During the Covid lockdown in March 2020, we were staying at home and trying to find valuable things to do. The options include doing computations, reading papers, writing review papers, writing proposals, and maybe just having fun. Our research group was established in January 2019, still pretty new, so we were not like the established labs that can take advantage of the stay-at-home time to write the research papers. One day I asked my student Devavrat to calculate the ring strain energy of a monomer M1 that we used in a study that we published in January 2020.[1]
We were so excited about the results! It was an exciting period of time. The functional groups on cyclooctene can be easily tuned; we found that we were able to tune the glass transition temperature of the polymer from -30 ºC to 100 ºC, meaning that both rubber and plastic materials can be made through the cyclobutane-fused cyclooctene monomer.

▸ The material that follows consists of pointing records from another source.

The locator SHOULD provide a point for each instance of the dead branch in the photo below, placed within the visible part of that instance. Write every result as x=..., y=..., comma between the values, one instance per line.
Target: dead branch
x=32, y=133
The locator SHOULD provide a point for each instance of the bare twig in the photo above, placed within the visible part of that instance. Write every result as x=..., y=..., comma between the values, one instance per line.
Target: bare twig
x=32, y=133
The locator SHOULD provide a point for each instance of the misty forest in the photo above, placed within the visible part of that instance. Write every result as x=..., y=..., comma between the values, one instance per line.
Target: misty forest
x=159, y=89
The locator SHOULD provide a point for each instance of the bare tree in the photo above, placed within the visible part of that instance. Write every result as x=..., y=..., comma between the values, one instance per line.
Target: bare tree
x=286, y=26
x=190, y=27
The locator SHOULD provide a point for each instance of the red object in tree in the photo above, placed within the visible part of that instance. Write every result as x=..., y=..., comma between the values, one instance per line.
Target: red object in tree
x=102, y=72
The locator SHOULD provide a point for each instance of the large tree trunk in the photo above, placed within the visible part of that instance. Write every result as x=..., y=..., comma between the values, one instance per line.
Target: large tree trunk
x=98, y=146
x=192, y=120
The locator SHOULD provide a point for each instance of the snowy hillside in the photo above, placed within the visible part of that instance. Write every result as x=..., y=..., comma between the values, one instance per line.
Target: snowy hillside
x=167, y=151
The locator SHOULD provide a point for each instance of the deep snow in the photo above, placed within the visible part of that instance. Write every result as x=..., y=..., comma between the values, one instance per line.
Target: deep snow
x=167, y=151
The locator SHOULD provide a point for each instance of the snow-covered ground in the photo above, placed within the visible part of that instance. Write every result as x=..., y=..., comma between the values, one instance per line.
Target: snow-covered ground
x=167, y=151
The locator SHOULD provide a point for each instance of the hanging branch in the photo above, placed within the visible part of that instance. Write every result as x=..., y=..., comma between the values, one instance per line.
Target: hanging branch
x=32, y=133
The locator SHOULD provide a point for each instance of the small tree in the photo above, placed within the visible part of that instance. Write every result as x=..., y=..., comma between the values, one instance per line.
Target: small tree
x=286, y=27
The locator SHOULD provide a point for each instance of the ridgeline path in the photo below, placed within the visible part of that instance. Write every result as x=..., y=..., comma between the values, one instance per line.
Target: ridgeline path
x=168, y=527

Compared to existing systems that are based on polyesters, polyamides, and polycarbonate, our system provides chemically recyclable polymers with a hydrocarbon backbone, which have greater thermal and hydrolytic stability. Our mechanical testing shows that it is feasible to make both rubber and plastics from this type of polymer. The monomers can be prepared with abundant material through a single-step reaction, which makes this system particularly attractive for transformational and manufacturing purposes.
[1] Hsu, T.-G. et al. A polymer with “locked” degradability: superior backbone stability and accessible degradability enabled by mechanophore installation. J. Am. Chem. Soc. 142, 2100–2104 (2020).